不过秦衡瞧李裴这兴趣不大的样子,就知道他没对刚才匆忙经过的少女动了凡心。
这样也好。
秦衡心尖痒痒,仿佛适才的微风扫过的不是少女的长发,而是拂了他的心。
他原本是不相信这世上有什么一见钟情的,多是见色起意。
不过他连人都没瞧见长得什么样子,就起了几分好奇。
他漫不经心吩咐身后的随从,抬了抬下巴,手中的折扇漫不经心指向少女离开的方向:“去查查,那是哪家的姑娘。”
心腹随从谨遵上命:“是。”
他们今日行事隐蔽,带的随从也不多。
秦衡命令完这句,才发现身旁的陆绥也还看着少女离去的方向,漆黑的目光,深沉隐晦,倒看不出半分的情绪来。

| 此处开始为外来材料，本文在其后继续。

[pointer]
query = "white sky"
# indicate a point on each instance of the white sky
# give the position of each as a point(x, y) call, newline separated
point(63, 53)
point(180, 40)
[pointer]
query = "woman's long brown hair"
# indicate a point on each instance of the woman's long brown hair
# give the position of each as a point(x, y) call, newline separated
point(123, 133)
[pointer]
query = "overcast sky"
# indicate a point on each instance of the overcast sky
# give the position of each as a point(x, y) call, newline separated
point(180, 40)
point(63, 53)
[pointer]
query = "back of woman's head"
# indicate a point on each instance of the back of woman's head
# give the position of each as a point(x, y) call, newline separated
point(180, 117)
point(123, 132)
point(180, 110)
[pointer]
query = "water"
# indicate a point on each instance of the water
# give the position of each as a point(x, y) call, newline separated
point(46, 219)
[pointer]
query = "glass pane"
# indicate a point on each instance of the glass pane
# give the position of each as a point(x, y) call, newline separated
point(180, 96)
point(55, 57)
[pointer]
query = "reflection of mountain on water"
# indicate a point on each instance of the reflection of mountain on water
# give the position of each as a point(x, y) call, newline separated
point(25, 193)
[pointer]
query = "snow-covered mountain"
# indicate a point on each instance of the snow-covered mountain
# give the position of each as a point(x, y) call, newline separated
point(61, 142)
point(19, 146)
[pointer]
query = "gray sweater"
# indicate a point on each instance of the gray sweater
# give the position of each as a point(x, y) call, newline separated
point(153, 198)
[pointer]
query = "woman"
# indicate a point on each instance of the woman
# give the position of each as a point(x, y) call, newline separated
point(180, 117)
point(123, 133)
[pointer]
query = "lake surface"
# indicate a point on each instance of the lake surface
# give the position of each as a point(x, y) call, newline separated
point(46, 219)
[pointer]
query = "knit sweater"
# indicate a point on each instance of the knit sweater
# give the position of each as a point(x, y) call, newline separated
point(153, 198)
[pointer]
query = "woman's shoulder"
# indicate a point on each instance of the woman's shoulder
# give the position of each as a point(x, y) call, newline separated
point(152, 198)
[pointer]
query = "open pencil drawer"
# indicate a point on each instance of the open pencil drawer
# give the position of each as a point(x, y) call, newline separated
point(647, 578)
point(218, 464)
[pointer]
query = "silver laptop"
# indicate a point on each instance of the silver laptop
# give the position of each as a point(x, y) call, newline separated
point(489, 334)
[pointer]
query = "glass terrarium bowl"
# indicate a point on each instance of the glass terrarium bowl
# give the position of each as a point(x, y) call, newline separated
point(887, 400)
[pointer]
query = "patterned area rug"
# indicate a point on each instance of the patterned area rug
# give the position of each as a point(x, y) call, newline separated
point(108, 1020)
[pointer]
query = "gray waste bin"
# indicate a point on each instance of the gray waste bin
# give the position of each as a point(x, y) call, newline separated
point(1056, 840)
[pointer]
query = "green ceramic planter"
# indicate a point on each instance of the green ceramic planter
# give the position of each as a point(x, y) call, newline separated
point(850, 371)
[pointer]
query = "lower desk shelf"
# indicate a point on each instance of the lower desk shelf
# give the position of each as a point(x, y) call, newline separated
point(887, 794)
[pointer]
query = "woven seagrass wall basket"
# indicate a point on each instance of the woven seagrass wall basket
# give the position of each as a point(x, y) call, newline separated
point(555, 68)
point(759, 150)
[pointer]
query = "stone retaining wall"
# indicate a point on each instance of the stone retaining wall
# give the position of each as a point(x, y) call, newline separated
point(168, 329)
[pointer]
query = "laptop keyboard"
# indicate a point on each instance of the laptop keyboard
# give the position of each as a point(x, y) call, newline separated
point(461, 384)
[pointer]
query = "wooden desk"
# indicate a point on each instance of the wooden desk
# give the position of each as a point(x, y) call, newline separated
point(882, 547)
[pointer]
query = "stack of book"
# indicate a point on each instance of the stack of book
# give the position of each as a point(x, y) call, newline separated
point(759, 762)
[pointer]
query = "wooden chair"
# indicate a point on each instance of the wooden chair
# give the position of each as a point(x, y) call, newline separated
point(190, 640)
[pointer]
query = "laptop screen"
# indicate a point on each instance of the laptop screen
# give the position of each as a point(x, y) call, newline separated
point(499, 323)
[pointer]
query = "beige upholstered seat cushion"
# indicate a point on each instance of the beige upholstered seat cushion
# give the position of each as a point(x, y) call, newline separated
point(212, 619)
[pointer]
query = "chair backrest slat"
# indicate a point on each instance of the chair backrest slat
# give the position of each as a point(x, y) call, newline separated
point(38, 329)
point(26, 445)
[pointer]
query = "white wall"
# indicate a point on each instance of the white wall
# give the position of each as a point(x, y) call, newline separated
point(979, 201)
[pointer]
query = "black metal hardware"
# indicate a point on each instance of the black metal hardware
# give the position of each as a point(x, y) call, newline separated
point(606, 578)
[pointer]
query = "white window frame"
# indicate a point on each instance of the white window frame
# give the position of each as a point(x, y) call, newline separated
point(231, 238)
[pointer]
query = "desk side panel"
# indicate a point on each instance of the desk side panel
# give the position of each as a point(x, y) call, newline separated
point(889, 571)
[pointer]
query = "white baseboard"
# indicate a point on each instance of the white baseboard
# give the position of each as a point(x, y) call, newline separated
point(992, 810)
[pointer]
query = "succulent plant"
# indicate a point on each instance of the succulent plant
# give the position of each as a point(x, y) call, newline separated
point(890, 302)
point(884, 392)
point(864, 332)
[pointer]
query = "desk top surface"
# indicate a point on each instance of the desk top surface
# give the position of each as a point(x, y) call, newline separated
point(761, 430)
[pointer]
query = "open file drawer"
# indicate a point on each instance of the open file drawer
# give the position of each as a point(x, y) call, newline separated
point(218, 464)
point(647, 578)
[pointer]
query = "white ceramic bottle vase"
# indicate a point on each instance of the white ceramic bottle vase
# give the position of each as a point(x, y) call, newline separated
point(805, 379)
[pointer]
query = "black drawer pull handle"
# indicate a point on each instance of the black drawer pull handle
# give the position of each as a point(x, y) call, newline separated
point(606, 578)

竺玉进了庙里,又想起来即是寺庙外围都管得这般严格,一只苍蝇都难以飞进去的架势,怕是里面就更难接近。
她还得蹲守一个好的时机。
趁人不注意偷偷摸摸的溜进去。
经过抄手游廊,穿过石门。
是一方僻静的后院,门前有重兵把手。
竺玉一眼就认出了守在院门前的护卫,竟是如此兴师动众的派来了锦衣卫,来护贵妃娘娘的安危。
一袭黑色的锦衣,腰间镇着嗜血长刀。
刀刃锋利,像切菜似的轻而易举就能斩断人头。
不知为何,竺玉忽然想起方才在积善寺门前,她瞧见的陆绥,身上好似也有这般浓烈的嗜血烈性。
平日在国子监里,陆绥基本都是清润温和的样子,对人淡淡的,眉眼深处不经意间透出几分矜傲。
可即便这样,他看起来也只是不太好接近的冷面小郎君。
而不像刚才那样,迎面扑来肃杀冷戾的煞气。
纵使神色如往常那般冷淡,可那面无表情的样子叫人瞧见就不由自主觉得心底发怵。
漂亮的眉眼勾勒着几分平静的可怖厉色。
他今日也是配了剑的。
竺玉记得陆绥的剑法也不差,杀人不仅不见血,连眼睛都不眨,后来死在他手里的人也不计其数。
她其实很佩服陆绥面对那些人凄惨的求饶、惨叫,能做到面不改色、无动于衷。
深更半夜也不怕做噩梦。
死在他手里的亡魂来找他索命。
不过想想也是,哪有小鬼敢和阎王爷索命的。
陆绥就是那阎王爷,瞧着不声不响,灭人全家的时候和切菜砍瓜似的。
他温和的好脾气,只是看起来而已。
说到底,陆绥若是手腕不够狠,当年又怎么能从陈皇后和陈家手中狠狠撕咬下一块肉来。
竺玉到现在都觉得,陆绥那时候应当也是盼着她死的,对她动了杀心,只是不知为何,迟迟没有对她下手。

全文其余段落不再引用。